Moscow’s aggressive behaviour could call into question the fundamental principles on which the entire international system is based, he said, adding that a nation cannot simply change the borders of another by force.

If that were allowed to happen, “we’re opening a very big Pandora’s box, and the whole world is watching what’s happening here,” Blinken warned.

Likewise, one could make the same case in saying Europe will only find its voice in the European security talks if it understands that Russia is interested in more than just another chunk of Ukrainian territory.

Eastern Europe and Western countries that decided to supply arms and assistance to Kyiv seem to have grasped that. Because if Russia can do this to Ukraine, and get away with it,  what will stop other countries stop doing the same to their neighbours?
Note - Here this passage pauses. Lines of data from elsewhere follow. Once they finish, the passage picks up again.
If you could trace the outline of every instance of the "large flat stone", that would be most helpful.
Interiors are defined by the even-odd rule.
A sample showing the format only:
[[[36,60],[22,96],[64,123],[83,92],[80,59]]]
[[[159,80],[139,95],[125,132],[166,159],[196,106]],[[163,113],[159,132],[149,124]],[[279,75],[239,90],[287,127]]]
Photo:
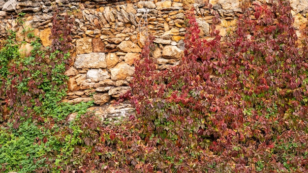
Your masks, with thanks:
[[[132,76],[135,73],[135,67],[122,61],[110,69],[111,79],[114,81],[124,80],[128,76]]]
[[[110,78],[110,75],[105,69],[91,69],[87,73],[87,78],[91,79],[92,82],[102,81]]]
[[[77,69],[106,68],[106,55],[102,53],[77,55],[74,65]]]

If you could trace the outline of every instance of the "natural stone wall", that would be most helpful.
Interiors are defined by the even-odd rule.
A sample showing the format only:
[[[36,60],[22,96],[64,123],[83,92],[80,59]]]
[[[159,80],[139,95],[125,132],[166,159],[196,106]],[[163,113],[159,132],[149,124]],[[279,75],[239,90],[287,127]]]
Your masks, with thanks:
[[[294,26],[300,37],[299,31],[306,27],[308,22],[308,0],[290,1]],[[205,5],[207,2],[212,4],[212,8]],[[157,59],[157,68],[165,69],[176,65],[184,54],[185,10],[195,8],[200,36],[209,39],[214,15],[219,14],[221,23],[216,29],[223,39],[236,27],[243,3],[252,2],[240,0],[0,0],[0,43],[8,30],[16,31],[17,40],[24,41],[21,51],[29,54],[32,38],[28,38],[27,32],[39,36],[44,46],[51,45],[53,9],[58,9],[60,15],[75,18],[72,30],[74,62],[65,72],[70,78],[67,96],[63,101],[94,100],[102,105],[130,89],[133,61],[140,58],[148,33],[155,38],[157,46],[153,57]],[[26,13],[26,21],[22,26],[17,22],[20,13]]]

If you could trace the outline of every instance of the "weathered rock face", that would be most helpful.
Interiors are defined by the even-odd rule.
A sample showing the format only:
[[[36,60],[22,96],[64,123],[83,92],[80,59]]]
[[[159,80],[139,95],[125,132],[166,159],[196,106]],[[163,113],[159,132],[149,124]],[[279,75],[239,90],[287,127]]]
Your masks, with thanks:
[[[253,1],[269,1],[250,2],[253,4]],[[211,3],[213,8],[205,6],[204,2]],[[134,59],[140,59],[148,33],[154,36],[151,56],[156,60],[157,69],[167,69],[177,65],[184,55],[186,10],[194,7],[199,36],[209,40],[214,38],[209,34],[210,26],[215,25],[212,14],[219,15],[221,23],[215,27],[223,41],[227,32],[234,31],[237,27],[244,2],[240,0],[0,0],[0,43],[6,39],[8,30],[16,31],[22,55],[29,55],[32,49],[30,44],[35,39],[28,37],[31,32],[40,37],[43,46],[51,45],[53,8],[58,8],[60,16],[74,16],[75,23],[71,30],[74,48],[71,52],[74,62],[65,73],[69,79],[64,100],[70,103],[94,100],[101,105],[130,89],[128,86],[134,72]],[[304,38],[300,31],[307,27],[308,0],[290,2],[293,26],[298,37]],[[16,19],[21,12],[27,16],[22,26]]]
[[[162,50],[162,57],[180,59],[184,55],[184,52],[176,46],[166,46]]]
[[[140,55],[137,53],[128,53],[124,57],[124,62],[129,65],[132,65],[134,63],[134,60],[140,60]]]
[[[242,12],[239,0],[219,0],[217,2],[224,10]]]
[[[135,67],[122,61],[110,69],[111,80],[114,81],[124,80],[128,76],[132,76],[135,72]]]
[[[119,97],[121,94],[125,93],[130,89],[129,86],[119,86],[109,90],[108,95],[113,97]]]
[[[17,2],[16,0],[10,0],[3,4],[2,10],[4,11],[13,11],[16,9]]]
[[[130,41],[123,41],[117,47],[120,51],[124,52],[140,53],[141,49],[136,43]]]
[[[31,54],[31,51],[33,50],[33,46],[30,43],[24,43],[19,48],[19,53],[23,57],[29,56]]]
[[[99,38],[92,39],[92,48],[93,52],[104,52],[105,45]]]
[[[308,0],[290,0],[290,3],[295,13],[299,13],[308,8]]]
[[[94,103],[99,105],[102,105],[105,103],[108,103],[110,101],[110,96],[109,96],[107,93],[99,93],[93,95]]]
[[[109,53],[107,55],[107,68],[110,69],[114,67],[119,62],[119,57],[115,53]]]
[[[92,82],[101,81],[110,78],[110,75],[106,69],[91,69],[87,72],[87,78],[91,79]]]
[[[42,44],[45,47],[51,45],[52,40],[50,37],[51,35],[51,29],[49,28],[42,30],[39,35],[39,38],[42,40]]]
[[[74,65],[77,69],[106,68],[106,55],[101,53],[78,55]]]
[[[92,39],[85,37],[78,39],[76,41],[76,53],[83,54],[91,53],[92,52]]]

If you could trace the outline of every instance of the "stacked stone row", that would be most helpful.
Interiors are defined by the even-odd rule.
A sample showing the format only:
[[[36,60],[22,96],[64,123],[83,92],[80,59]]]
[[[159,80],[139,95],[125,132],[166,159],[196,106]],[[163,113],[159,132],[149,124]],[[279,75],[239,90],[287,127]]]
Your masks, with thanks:
[[[240,0],[209,0],[212,7],[201,0],[126,1],[106,0],[4,0],[0,1],[0,43],[7,31],[17,31],[16,40],[22,42],[22,54],[31,49],[33,38],[29,30],[40,37],[43,45],[49,46],[51,18],[56,8],[60,15],[75,19],[72,29],[74,61],[65,74],[69,76],[69,91],[63,101],[78,103],[94,100],[98,105],[110,102],[130,89],[129,84],[134,72],[134,59],[140,59],[147,35],[154,35],[155,48],[153,57],[157,69],[176,65],[184,54],[185,10],[195,9],[200,36],[211,39],[210,25],[215,14],[221,23],[216,25],[223,39],[233,31],[244,3]],[[255,0],[266,3],[267,0]],[[250,2],[249,2],[250,3]],[[291,0],[295,22],[300,31],[306,27],[305,0]],[[19,26],[19,13],[25,13],[26,21]],[[48,57],[45,58],[48,62]]]

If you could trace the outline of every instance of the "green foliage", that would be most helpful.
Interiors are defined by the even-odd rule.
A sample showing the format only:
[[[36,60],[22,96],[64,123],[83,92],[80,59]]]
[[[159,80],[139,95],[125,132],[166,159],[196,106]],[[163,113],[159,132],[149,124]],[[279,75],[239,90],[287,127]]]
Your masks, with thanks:
[[[200,39],[187,12],[185,55],[169,70],[156,70],[147,43],[126,94],[137,114],[121,125],[87,112],[92,103],[59,103],[70,28],[54,16],[50,54],[38,42],[28,58],[3,49],[0,171],[307,172],[308,29],[299,47],[289,3],[278,3],[254,4],[255,19],[246,11],[224,42],[214,25],[215,39]]]
[[[75,113],[78,120],[93,102],[75,105],[60,102],[67,90],[68,78],[64,72],[71,48],[67,32],[71,22],[56,15],[53,20],[54,43],[50,49],[43,49],[36,37],[31,43],[31,54],[21,56],[20,43],[15,41],[15,33],[10,31],[0,51],[1,173],[39,172],[45,169],[60,173],[58,166],[66,163],[62,161],[69,160],[75,145],[81,144],[78,137],[83,132],[73,122],[67,122],[67,116]],[[61,28],[61,22],[66,23],[66,28]],[[28,37],[34,37],[31,30],[25,31]],[[64,131],[70,134],[66,135]],[[53,167],[49,169],[50,163]]]

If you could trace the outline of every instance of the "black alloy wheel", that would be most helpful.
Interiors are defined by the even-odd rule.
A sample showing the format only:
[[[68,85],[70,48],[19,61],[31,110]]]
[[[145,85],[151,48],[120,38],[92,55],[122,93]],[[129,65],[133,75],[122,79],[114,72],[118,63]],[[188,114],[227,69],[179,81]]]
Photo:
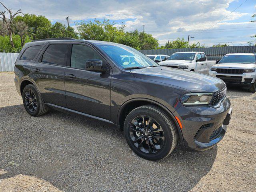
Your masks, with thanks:
[[[31,113],[34,113],[37,109],[37,99],[35,93],[30,89],[27,89],[24,100],[27,108]]]
[[[157,153],[164,142],[164,134],[159,124],[149,116],[136,117],[130,126],[130,136],[135,146],[148,154]]]
[[[22,91],[23,105],[27,112],[32,116],[44,115],[48,108],[43,102],[41,95],[33,84],[26,86]]]
[[[169,115],[153,105],[132,110],[124,124],[129,146],[138,155],[150,160],[165,158],[172,151],[177,142],[176,128]]]

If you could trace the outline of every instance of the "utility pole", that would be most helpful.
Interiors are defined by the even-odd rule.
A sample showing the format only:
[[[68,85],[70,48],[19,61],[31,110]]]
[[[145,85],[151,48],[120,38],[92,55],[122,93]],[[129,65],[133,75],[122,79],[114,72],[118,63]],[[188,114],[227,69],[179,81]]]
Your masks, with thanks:
[[[68,21],[68,26],[69,27],[69,23],[68,22],[68,16],[67,17],[67,18],[66,18],[66,19]]]
[[[188,42],[189,42],[189,38],[194,38],[194,37],[190,37],[190,36],[188,35]]]
[[[144,33],[145,32],[145,27],[146,26],[146,25],[141,25],[142,26],[143,26],[143,32]]]

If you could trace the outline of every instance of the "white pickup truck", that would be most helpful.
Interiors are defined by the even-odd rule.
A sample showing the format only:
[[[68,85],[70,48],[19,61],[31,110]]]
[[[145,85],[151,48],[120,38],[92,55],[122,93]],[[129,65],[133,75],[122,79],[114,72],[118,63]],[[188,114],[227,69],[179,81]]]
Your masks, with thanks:
[[[158,63],[162,66],[182,69],[208,74],[216,61],[208,61],[204,52],[179,52],[172,54],[167,60]]]

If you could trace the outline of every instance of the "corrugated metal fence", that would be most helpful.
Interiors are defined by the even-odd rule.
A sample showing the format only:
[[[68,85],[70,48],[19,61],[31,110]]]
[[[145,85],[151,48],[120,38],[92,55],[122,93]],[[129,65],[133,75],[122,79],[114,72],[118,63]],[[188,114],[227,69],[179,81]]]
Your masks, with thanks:
[[[0,72],[13,71],[18,53],[0,53]]]
[[[202,51],[205,53],[208,60],[218,60],[228,53],[256,52],[256,46],[232,46],[207,48],[185,48],[183,49],[164,49],[140,50],[145,55],[164,54],[171,55],[176,52]]]

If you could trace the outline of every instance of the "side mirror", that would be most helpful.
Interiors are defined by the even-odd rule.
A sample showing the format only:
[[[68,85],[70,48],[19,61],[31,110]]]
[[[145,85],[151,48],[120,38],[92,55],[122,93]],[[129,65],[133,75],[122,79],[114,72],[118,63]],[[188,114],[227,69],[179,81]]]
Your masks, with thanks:
[[[85,64],[85,70],[88,71],[95,71],[105,73],[108,71],[108,69],[104,68],[102,61],[97,59],[92,59],[86,61]]]
[[[199,59],[197,59],[196,60],[196,62],[205,61],[206,60],[206,59],[205,59],[205,58],[201,57],[201,58],[199,58]]]

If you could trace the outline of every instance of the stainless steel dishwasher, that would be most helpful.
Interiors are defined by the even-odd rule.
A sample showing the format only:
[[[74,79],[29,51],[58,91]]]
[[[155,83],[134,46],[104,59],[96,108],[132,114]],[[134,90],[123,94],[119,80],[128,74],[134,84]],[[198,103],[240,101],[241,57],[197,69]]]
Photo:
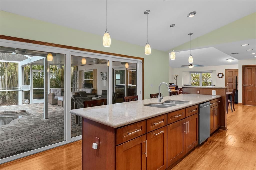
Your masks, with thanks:
[[[199,105],[198,141],[200,144],[210,137],[209,101]]]

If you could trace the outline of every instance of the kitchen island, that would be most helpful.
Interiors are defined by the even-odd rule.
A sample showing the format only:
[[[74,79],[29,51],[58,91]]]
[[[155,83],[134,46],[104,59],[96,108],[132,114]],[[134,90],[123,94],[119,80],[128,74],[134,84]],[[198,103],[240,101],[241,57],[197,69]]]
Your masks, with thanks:
[[[198,145],[199,104],[210,101],[218,129],[221,97],[183,94],[164,97],[160,103],[188,102],[165,108],[144,106],[154,98],[71,110],[83,117],[83,169],[166,169]]]

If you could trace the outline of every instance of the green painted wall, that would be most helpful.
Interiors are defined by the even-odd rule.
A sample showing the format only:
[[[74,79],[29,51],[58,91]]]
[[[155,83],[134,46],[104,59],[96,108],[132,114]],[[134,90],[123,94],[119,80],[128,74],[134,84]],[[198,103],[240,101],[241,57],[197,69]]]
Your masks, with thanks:
[[[56,24],[0,11],[0,34],[144,58],[144,96],[158,91],[162,82],[169,81],[168,54],[152,49],[146,55],[144,47],[111,40],[111,46],[102,45],[102,35],[97,35]],[[153,87],[150,87],[153,84]],[[166,88],[162,91],[167,95]]]
[[[210,46],[254,38],[256,38],[256,12],[193,40],[191,47]],[[178,51],[188,49],[190,46],[188,41],[175,47],[174,49]]]

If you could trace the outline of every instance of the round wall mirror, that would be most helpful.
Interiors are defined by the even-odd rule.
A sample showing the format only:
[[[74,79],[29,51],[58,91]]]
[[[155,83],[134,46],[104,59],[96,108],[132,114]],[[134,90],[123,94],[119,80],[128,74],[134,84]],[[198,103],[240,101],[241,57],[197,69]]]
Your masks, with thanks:
[[[222,73],[218,73],[218,76],[219,78],[222,78],[224,76],[224,74]]]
So what will it look like if Putin decides to stage a new offensive in Ukraine?

According to experts and analysts, the scenarios vary, and everything depends on the degree of escalation chosen by Moscow.

Most still see the worst-case scenario of a “full-scale” Russian invasion of Ukraine as unlikely. Instead, many of the potential scenarios floated now stop short of actual combat.

They include capturing strategic territory in Ukraine’s east, likely to create a land bridge from Russia to occupied Crimea, hybrid warfare with cyberattacks targetting critical infrastructure, or missile strikes without troop involvement. 

Another possibility is a small incursion or simply sending Russian mercenaries and military equipment to the already occupied territories of Ukraine to expand existing separatist-held areas.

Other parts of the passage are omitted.